Es handelt sich um zwei völlig unterschiedliche Situationen. Im ersten Fall gehören Pogacar und Evenepoel zu mehreren Dutzend Fahrern, die bei einem Bahnübergang bei Rot überquerten, wodurch das Peloton entzwei geriet.
Dies könnte zu einer Geldstrafe von bis zu 4.000 € und sogar einem vorübergehenden Fahrverbot führen.
Dieser Vorfall, der auch Kritik der UCI auslöste und eine Debatte in den sozialen Medien entfachte, hat jedoch noch keine offiziellen Konsequenzen. Offizielle Folgen hatten hingegen zwei weitere Aktionen der beiden Hauptakteure später im Rennen.
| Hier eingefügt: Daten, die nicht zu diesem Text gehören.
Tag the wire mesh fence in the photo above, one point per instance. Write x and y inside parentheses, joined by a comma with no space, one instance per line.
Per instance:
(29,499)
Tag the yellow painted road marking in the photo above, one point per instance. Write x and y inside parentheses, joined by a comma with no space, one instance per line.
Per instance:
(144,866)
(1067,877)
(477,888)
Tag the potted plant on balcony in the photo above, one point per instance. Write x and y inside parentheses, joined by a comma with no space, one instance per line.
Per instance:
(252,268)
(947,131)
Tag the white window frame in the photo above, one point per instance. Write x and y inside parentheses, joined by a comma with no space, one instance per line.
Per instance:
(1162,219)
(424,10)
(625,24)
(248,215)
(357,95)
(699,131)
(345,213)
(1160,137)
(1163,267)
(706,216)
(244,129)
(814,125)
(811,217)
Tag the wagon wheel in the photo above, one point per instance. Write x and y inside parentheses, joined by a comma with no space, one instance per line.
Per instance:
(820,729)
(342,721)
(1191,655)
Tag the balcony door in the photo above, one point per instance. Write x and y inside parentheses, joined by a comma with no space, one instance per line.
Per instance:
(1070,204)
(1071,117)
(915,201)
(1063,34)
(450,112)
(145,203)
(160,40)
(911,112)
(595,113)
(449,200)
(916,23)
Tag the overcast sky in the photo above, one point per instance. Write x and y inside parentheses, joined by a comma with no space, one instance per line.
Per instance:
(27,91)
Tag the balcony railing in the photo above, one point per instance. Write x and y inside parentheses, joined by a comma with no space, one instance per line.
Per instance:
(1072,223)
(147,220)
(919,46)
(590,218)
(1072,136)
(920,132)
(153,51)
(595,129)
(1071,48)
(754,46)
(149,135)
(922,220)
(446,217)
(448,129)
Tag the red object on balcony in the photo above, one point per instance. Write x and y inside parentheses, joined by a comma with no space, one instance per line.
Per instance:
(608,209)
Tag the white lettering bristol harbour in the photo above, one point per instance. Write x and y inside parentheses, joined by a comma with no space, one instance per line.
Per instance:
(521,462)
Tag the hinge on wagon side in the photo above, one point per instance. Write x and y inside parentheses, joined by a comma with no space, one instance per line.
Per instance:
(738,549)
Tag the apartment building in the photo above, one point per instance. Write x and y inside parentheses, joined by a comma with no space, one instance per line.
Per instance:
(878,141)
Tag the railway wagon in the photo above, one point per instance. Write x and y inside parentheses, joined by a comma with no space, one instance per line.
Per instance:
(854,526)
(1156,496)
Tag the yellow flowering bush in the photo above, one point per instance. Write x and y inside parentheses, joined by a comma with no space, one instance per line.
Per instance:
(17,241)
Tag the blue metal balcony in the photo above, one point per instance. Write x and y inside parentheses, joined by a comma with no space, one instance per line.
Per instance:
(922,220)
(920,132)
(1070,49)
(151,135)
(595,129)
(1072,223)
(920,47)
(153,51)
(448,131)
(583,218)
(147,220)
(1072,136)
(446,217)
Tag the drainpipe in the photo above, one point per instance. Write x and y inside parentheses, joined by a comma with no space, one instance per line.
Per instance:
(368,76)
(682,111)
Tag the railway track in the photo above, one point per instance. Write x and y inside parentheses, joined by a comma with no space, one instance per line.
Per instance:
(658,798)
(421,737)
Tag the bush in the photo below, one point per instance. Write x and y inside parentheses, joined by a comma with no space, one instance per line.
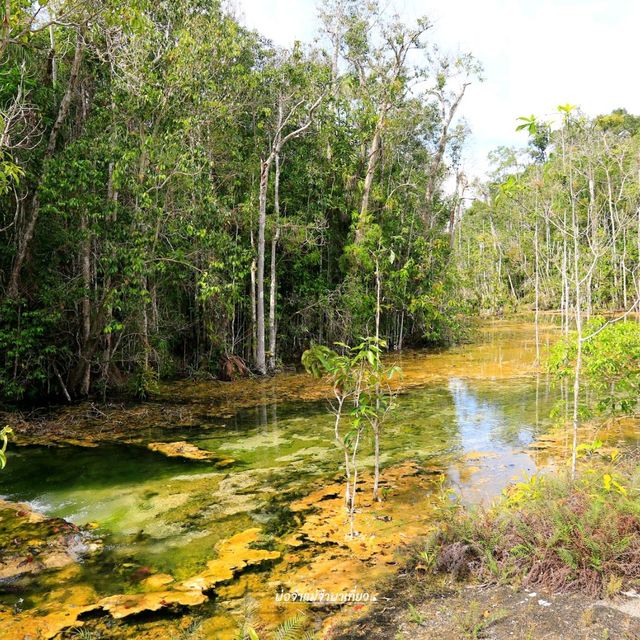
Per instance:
(552,533)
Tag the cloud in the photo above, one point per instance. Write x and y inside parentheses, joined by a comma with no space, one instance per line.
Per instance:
(536,53)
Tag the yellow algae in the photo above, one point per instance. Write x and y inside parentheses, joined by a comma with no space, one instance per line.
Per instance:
(188,451)
(121,606)
(157,581)
(234,554)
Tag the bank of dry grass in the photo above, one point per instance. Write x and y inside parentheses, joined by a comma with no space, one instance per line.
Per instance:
(550,533)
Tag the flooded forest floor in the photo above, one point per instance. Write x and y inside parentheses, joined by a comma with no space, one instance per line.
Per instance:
(190,515)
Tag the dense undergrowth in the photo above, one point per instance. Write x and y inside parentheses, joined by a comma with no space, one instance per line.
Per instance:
(550,532)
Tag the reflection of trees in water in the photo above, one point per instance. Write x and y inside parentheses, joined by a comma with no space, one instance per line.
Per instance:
(499,414)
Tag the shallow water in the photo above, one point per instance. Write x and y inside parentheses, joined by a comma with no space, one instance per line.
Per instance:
(470,413)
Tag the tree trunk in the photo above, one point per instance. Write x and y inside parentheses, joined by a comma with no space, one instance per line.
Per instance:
(85,270)
(273,329)
(372,163)
(261,363)
(24,241)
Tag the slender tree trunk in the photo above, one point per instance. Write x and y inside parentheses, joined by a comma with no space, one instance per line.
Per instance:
(376,422)
(261,362)
(372,163)
(273,328)
(85,270)
(24,241)
(537,285)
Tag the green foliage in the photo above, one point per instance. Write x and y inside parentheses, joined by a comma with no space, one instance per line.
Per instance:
(4,438)
(611,363)
(144,194)
(552,531)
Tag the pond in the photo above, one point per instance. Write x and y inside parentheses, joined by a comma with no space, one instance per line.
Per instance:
(468,415)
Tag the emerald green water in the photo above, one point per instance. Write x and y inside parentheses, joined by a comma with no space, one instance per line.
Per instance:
(472,416)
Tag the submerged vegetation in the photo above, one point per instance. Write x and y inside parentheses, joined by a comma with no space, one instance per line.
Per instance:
(179,196)
(184,203)
(552,533)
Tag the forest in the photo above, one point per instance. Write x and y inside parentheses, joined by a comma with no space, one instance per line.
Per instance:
(178,193)
(230,270)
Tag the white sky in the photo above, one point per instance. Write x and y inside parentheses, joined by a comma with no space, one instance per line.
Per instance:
(536,54)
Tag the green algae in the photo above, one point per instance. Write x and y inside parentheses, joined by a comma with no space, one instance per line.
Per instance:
(470,413)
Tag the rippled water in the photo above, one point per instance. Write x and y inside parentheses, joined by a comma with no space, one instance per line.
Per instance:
(470,412)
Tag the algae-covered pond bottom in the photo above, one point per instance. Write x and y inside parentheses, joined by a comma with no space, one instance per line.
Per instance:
(469,413)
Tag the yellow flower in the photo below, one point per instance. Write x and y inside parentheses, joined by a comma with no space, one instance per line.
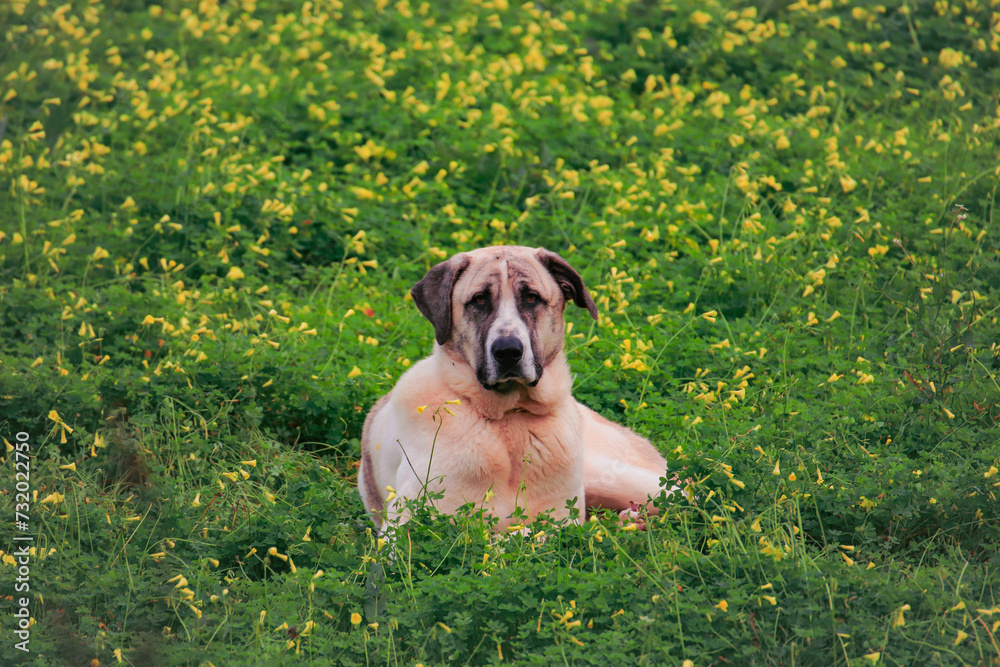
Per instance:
(701,18)
(951,58)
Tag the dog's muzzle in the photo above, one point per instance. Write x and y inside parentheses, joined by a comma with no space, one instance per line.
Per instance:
(507,357)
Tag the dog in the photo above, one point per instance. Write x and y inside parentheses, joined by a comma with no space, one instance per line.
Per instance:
(489,417)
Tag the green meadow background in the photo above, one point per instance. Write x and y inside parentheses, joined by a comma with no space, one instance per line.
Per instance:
(211,214)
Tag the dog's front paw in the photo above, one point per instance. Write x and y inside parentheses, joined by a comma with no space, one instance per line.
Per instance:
(632,518)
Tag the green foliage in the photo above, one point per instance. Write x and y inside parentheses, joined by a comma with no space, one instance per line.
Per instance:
(212,213)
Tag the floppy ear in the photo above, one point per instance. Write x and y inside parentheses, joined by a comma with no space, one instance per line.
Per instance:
(432,294)
(569,280)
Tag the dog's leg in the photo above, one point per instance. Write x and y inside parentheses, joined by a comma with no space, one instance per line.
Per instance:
(623,487)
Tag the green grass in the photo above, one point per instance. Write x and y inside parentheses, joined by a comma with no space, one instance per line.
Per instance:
(211,215)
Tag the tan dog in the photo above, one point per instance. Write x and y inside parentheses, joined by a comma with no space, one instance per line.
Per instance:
(518,438)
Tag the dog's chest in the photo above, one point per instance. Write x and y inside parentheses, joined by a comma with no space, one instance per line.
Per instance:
(524,448)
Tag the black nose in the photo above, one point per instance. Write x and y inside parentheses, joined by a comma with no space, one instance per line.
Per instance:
(507,350)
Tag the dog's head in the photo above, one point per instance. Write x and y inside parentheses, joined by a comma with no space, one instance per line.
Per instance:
(501,310)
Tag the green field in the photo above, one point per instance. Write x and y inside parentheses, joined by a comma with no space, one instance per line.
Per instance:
(211,214)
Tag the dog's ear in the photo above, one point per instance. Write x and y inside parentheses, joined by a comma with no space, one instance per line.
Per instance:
(432,294)
(569,280)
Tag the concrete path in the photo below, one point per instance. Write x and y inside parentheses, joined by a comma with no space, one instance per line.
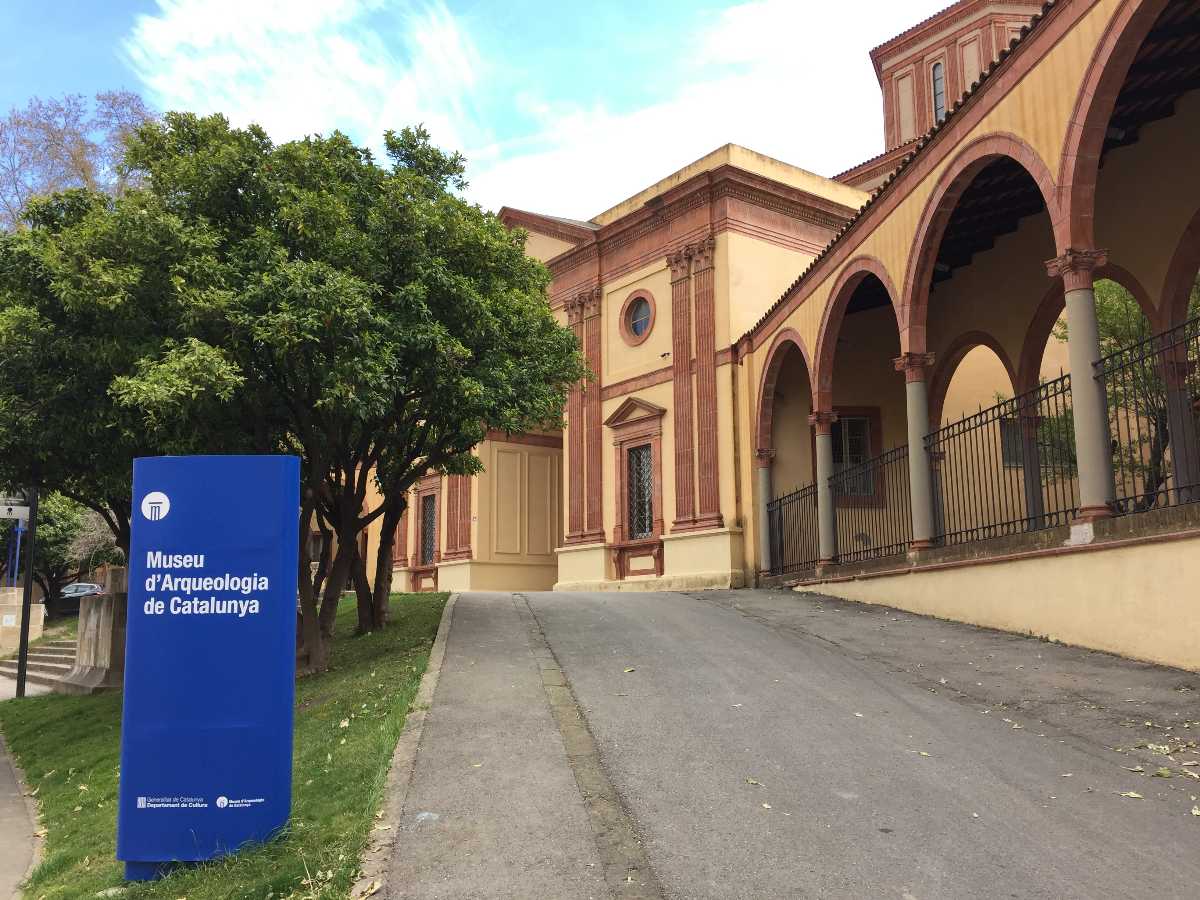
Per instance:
(774,745)
(493,809)
(16,829)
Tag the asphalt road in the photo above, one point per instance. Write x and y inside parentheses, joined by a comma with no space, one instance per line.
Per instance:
(773,745)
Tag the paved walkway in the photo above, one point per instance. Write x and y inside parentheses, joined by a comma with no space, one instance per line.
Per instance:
(774,745)
(16,831)
(493,809)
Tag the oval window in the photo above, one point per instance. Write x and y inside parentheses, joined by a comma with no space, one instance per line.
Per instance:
(639,317)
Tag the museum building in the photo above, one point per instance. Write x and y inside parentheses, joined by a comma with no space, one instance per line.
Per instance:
(889,385)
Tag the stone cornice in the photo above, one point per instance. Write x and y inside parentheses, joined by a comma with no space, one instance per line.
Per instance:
(725,181)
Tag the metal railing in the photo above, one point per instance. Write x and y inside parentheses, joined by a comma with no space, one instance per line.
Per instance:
(1153,403)
(874,511)
(792,528)
(1006,469)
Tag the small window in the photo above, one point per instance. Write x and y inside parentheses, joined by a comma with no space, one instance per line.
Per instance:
(1012,451)
(429,528)
(851,449)
(939,91)
(639,317)
(641,492)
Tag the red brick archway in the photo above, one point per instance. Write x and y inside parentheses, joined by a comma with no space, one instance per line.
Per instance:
(1050,309)
(851,276)
(948,364)
(1090,120)
(936,216)
(784,343)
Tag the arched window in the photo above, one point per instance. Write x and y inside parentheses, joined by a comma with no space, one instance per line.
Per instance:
(939,91)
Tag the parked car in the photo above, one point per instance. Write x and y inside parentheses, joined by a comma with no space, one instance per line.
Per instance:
(69,598)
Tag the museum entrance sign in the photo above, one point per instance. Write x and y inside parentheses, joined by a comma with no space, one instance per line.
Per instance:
(210,658)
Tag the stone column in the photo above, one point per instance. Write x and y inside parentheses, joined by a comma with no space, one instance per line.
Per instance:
(827,508)
(708,514)
(575,468)
(921,481)
(1093,454)
(593,420)
(681,378)
(763,459)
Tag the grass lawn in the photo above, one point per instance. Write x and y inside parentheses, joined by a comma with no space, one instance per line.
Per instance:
(70,748)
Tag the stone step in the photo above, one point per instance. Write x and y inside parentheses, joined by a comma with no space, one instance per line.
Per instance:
(53,669)
(31,677)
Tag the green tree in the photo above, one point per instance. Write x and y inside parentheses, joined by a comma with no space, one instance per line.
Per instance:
(1137,393)
(376,324)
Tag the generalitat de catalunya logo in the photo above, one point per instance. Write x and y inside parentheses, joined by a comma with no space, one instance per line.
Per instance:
(155,505)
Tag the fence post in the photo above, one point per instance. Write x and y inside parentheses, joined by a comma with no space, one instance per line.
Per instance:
(827,513)
(1090,407)
(921,484)
(1181,420)
(762,473)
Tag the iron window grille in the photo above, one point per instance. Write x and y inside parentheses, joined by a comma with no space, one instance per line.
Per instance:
(641,491)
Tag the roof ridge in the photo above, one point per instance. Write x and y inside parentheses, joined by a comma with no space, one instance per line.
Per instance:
(906,161)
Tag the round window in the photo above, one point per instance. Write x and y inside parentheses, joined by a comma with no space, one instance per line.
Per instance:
(639,317)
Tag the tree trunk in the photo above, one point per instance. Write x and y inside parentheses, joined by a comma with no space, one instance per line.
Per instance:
(339,577)
(315,646)
(384,555)
(363,593)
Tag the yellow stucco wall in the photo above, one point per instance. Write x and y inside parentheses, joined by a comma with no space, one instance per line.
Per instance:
(750,161)
(1096,599)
Pogacar wirft Abfall weg und Evenepoel wird für „sticky bottle“ bestraft
Als der offizielle Rennbericht am späten Nachmittag erschien, stachen auf der Entscheidungsseite der Kommissäre zwei Namen hervor. Es waren die des Ersten und des Dritten des Rennens.
Tadej Pogacar wurde wegen Wegwerfens außerhalb einer Abfallzone mit 500 Schweizer Franken und zusätzlich 25 UCI-Punkten bestraft. Solche Entscheidungen sind nicht ungewöhnlich, treffen aber häufiger Fahrer an der Spitze, die länger im TV-Bild sind und dadurch leichter zu erwischen.
Bei Remco Evenepoel hatte die Strafe einen anderen Grund: eine „sticky bottle“. Der Olympiasieger hielt sich beim Flaschenreichen Berichten zufolge zu lange am Team-DS fest, was die Kommissäre nicht durchgehen ließen. Er erhielt 250 Schweizer Franken Geldstrafe, während DS Sven Vanthourenhout im Auto weitere 500 zahlen muss.